Use the `\copy` command within `psql` to import the data:

```sh

psql -U postgres_user -d postgres_database

\copy tablename from 'tablename.csv' with (format csv, header true, delimiter ',');

```

Replace `tablename.csv` with the actual CSV filename and adjust the delimiter and header options as needed.

Step 5: Verify Data Integrity

After importing the data, it's essential to verify that the data has been transferred correctly.

1. Check record counts:

Compare the record counts in both DB2 and PostgreSQL for each table to ensure they match.

2. Perform data checks:

Execute queries to check for data consistency and integrity between the source DB2 and target PostgreSQL databases.

3. Check for errors:

Review the import logs for any errors or warnings that may indicate issues with the data import.

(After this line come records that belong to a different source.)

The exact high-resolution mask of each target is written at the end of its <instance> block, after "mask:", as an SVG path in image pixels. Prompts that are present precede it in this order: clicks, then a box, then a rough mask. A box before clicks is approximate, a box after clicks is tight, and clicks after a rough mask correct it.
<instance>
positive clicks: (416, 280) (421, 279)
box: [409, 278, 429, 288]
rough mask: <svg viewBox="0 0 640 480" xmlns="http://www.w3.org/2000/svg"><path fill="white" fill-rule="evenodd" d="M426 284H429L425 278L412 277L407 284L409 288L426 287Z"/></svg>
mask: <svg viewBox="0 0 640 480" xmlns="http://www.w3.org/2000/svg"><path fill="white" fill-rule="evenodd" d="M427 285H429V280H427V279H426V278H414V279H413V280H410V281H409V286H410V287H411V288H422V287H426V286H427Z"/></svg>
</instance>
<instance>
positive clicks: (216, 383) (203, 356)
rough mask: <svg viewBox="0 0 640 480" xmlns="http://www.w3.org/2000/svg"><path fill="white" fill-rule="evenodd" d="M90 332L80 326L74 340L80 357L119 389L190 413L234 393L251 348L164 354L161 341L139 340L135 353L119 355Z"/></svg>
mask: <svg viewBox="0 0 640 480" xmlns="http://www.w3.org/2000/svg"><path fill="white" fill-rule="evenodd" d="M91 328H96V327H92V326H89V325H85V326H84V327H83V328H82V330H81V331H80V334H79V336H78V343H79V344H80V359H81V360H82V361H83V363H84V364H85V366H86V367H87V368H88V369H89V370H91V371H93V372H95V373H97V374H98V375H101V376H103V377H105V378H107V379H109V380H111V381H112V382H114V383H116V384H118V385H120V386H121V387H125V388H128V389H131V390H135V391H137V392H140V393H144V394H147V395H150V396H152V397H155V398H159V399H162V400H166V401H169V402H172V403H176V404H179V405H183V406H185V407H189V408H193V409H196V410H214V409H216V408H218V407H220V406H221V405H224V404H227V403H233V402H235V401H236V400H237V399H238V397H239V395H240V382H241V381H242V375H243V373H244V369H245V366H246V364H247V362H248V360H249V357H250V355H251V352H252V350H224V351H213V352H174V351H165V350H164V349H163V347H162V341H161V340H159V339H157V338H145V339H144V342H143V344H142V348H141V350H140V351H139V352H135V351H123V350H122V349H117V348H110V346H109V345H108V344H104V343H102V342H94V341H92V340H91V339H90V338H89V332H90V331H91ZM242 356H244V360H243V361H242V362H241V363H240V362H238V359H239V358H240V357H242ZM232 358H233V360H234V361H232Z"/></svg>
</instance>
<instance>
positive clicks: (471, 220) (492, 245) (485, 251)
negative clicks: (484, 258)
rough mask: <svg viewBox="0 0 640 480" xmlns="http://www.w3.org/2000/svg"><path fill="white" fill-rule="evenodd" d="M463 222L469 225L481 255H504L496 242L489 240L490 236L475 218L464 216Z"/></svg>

Step 6: Finalize the Migration

Once you're satisfied with the data integrity, you can finalize the migration by:

1. Updating sequences:

If you have any auto-increment columns, update the sequences in PostgreSQL to reflect the current state.

2. Performing optimizations:

Analyze the tables and indexes in PostgreSQL to optimize their performance.

3. Testing applications:

Update your application connection strings and thoroughly test your applications with the new PostgreSQL database.

Step 7: Clean Up

After the migration is successfully completed and verified, clean up any temporary files or scripts used during the migration process.